To clarify, my data doesn't have a one to one correspondence of each order# assigning variable# a 1 if it's not missing. For example, the first observation for order1=3, variable1 isn't supposed to get a 1, variable3 should get a 1. What I didn't include in my original post is that I'm actually checking for other conditions to set it equal to 1.
For more background, I'm counting up births of women by birth order(1st child, 2nd child, etc) that occurred at different ages of mothers. So in the data, each row is a woman, each order# is the number birth (order1=3, it's her third child). The corresponding variable#s are the counts (variable# means the woman has a child of birth order #). I mentioned in the post, that I do this 9 times bc I'm doing it for 5 year age groups (15-19; 20-24; etc). So the first set of variable# would be counts of birth by order when women were ages 15-19; the second set of variable# would be counts of births by order when women were 20-24. etc etc. After this, I sum up the counts in different ways (by woman's education, geography, etc).

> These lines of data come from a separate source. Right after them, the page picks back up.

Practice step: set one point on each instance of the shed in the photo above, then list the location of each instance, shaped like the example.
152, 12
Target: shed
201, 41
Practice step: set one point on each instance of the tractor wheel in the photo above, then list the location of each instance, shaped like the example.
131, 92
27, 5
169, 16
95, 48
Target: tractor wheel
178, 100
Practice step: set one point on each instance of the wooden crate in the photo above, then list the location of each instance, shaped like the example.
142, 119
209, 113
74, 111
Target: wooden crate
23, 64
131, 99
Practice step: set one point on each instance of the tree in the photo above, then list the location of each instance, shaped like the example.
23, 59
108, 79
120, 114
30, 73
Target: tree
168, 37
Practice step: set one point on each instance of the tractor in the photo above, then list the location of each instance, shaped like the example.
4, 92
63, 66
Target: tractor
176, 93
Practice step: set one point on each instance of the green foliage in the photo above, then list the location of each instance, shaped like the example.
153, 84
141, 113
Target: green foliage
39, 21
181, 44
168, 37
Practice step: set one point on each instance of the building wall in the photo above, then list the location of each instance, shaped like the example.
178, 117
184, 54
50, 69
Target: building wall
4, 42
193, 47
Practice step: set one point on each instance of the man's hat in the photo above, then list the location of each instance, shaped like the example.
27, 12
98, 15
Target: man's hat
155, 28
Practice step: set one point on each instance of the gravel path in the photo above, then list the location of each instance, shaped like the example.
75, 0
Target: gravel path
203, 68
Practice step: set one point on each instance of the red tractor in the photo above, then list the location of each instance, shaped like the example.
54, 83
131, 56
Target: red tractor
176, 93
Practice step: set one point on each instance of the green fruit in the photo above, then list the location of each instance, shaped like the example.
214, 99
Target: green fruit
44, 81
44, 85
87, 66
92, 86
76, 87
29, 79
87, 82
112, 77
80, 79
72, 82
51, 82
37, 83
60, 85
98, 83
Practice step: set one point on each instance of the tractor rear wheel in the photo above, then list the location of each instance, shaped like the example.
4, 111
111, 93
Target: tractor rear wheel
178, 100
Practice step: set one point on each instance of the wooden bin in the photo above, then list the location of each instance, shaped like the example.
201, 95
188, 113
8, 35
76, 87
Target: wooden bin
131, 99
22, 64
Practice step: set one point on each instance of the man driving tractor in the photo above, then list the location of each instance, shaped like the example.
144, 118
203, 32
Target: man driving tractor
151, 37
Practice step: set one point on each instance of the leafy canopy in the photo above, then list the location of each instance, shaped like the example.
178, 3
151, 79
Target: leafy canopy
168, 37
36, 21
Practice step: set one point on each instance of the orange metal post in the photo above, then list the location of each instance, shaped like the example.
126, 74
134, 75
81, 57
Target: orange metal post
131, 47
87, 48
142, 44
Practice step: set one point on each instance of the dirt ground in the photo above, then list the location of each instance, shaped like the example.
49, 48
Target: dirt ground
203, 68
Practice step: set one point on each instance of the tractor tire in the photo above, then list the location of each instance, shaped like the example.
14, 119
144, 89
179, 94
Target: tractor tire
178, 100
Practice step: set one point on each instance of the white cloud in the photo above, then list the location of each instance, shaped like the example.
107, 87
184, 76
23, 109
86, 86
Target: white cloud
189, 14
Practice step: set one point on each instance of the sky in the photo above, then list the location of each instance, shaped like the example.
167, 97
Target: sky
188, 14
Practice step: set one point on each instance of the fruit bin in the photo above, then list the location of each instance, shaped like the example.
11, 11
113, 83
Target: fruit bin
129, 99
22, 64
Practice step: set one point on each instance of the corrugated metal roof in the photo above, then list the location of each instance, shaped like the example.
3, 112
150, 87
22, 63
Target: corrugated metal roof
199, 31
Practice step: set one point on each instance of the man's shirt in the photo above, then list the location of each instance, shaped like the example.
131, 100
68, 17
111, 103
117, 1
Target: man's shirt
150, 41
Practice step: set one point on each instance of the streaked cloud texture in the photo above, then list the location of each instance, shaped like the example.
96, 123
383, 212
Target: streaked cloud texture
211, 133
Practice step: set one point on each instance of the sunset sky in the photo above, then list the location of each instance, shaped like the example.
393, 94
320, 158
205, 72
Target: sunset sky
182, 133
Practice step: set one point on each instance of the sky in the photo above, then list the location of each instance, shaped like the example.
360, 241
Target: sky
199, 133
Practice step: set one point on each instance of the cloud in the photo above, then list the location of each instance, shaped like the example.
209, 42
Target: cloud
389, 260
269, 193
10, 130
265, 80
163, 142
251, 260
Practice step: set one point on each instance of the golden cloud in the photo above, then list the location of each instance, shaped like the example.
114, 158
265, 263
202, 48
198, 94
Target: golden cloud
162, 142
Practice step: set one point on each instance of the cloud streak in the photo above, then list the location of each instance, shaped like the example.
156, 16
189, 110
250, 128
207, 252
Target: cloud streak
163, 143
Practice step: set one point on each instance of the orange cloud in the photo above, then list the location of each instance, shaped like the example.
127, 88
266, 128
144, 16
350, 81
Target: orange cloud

So with the additional loop what I do is something more like this
forvalues k = 1/9{
forvalues i = 1/20 {
forvalues j = 1/20 {
replace variable`k'_`j' = 1 if order`i'==`j' & age`i'==`k' & birth_age`i'<36
}
}
}
Not sure if it's possible, but I wanted to simplify so I only need to cycle through each child once, without cycling through the birth orders and directly use the value in order# to assign a 1 to the correct variable. So if order1=3 and the woman had the child at the specific age group, assign variable[agegroup][3]=1; if order1=2, then variable[agegroup][2] should get a 1.
forvalues k=1/9{
forvalues i = 1/20 {
replace variable`k'_[`order`i'value] = 1 if age`i'==`k' & birth_age`i'<36
}
}
I would reshape twice. First reshape to long, then condition variable on !missing(order), then reshape back to wide.
* generate your data
clear
set obs 3
forvalues i = 1/3 {
generate order`i' = .
local k = (3 - `i' + 1)
forvalues j = 1/`k' {
replace order`i' = (`k' - `j' + 1) if (_n == `j')
}
}
list
*. list
*
* +--------------------------+
* | order1 order2 order3 |
* |--------------------------|
* 1. | 3 2 1 |
* 2. | 2 1 . |
* 3. | 1 . . |
* +--------------------------+
* I would rehsape to long, then back to wide
generate id = _n
reshape long order, i(id)
generate variable = !missing(order)
reshape wide order variable, i(id) j(_j)
order order* variable*
drop id
list
*. list
*
* +-----------------------------------------------------------+
* | order1 order2 order3 variab~1 variab~2 variab~3 |
* |-----------------------------------------------------------|
* 1. | 3 2 1 1 1 1 |
* 2. | 2 1 . 1 1 0 |
* 3. | 1 . . 1 0 0 |
* +-----------------------------------------------------------+
Using a simple forvalues loop with generate and missing() is orders of magnitude faster than other proposed solutions (until now). For this problem you need only one loop to traverse the complete list of variables, not two, as in the original post. Below some code that shows both points.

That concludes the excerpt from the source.